Great suggestion. This would eliminate a single pro being able to wipe out half the stake with a single click of the mouse, but it also wouldn't keep that pro from showing up with a full truck of dogs and making the clubs that depend on that support happy. The only limiting factor would be that the primary registered owner be the one to make the entry on EE. It's fair across the board. Everyone is on an even playing field.


----------



## DoubleHaul (Jul 22, 2008)

Chuck Wagner said:


> Great suggestion. This would eliminate a single pro being able to wipe out half the stake with a single click of the mouse, but it also wouldn't keep that pro from showing up with a full truck of dogs and making the clubs that depend on that support happy. The only limiting factor would be that the primary registered owner be the one to make the entry on EE. It's fair across the board. Everyone is on an even playing field.


That is pretty common, if not the norm. Around here it is rare for the pros to enter the client dogs. Client enters, dog runs. Why not just come out and ban the 3 or 4 pros who do this? It is certainly not a widespread problem.

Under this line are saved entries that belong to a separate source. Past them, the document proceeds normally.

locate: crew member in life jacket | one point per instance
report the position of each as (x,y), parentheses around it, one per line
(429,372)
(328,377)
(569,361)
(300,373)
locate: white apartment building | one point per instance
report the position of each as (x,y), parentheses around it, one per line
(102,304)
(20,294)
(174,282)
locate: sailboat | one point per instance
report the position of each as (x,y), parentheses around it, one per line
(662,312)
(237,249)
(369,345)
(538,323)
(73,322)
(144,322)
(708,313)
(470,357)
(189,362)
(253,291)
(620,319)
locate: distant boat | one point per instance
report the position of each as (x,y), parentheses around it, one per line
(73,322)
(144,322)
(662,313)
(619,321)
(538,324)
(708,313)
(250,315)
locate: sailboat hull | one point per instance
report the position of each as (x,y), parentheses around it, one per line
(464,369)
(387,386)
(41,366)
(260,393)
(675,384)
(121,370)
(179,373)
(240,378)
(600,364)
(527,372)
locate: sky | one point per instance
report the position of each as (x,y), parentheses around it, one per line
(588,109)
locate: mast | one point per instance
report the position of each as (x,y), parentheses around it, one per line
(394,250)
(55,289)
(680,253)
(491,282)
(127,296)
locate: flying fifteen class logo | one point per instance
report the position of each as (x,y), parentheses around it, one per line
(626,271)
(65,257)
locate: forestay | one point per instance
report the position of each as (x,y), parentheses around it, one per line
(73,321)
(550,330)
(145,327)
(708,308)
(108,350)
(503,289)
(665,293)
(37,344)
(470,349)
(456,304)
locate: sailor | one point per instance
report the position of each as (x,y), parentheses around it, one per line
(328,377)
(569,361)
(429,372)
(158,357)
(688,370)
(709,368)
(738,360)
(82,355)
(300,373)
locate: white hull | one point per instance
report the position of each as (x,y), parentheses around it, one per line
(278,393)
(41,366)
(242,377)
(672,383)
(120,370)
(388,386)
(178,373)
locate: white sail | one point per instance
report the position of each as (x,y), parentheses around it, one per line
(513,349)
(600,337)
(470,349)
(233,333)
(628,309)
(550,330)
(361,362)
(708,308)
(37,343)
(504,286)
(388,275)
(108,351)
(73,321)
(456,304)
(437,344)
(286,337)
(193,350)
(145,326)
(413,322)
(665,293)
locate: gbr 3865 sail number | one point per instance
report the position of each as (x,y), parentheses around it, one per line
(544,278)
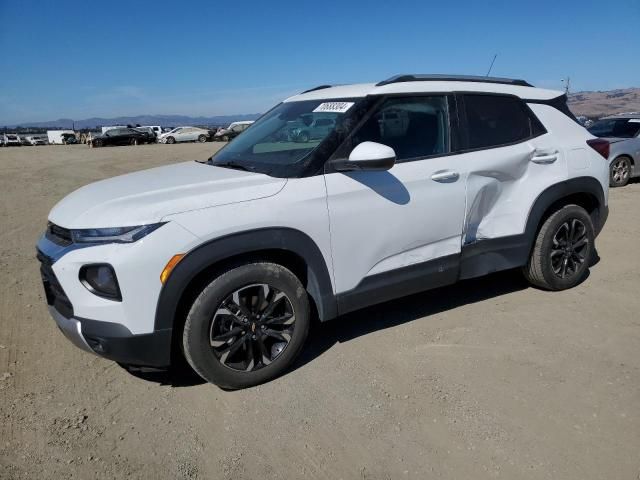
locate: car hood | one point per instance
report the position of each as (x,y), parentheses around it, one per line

I wish EE would make it *easier* to enter multiple dogs in multiple events at the same time. Just entered three dogs in three different trials and it would have been a heck of a lot easier if I could have done all three at once instead of entering in all the information for each trial.


----------



## Dave Kress (Dec 20, 2004)

Good explanation David on the VIP but when do Vip users pay. 
Say we enter a ht 5 months before the close. When is that payment due for Vip users. I know my payment is done when i hit the button "send" 
Dk


----------



## Granddaddy (Mar 5, 2005)

Dave Kress said:


> Good explanation David on the VIP but when do Vip users pay.
> Say we enter a ht 5 months before the close. When is that payment due for Vip users. I know my payment is done when i hit the button "send"
> Dk


As I said it varies, it might be the same week but no longer than 30 days


----------



## Doug Main (Mar 26, 2003)

Granddaddy said:


> Therefore the VIP program, IMO, has virtually nothing to do with entry habits & everything to do with the nature of a "limited" master stake. For example on the FT side (& HTs when there are no limits), pros are notorious for entering events on the evening of event closing because there is no threat of not getting in.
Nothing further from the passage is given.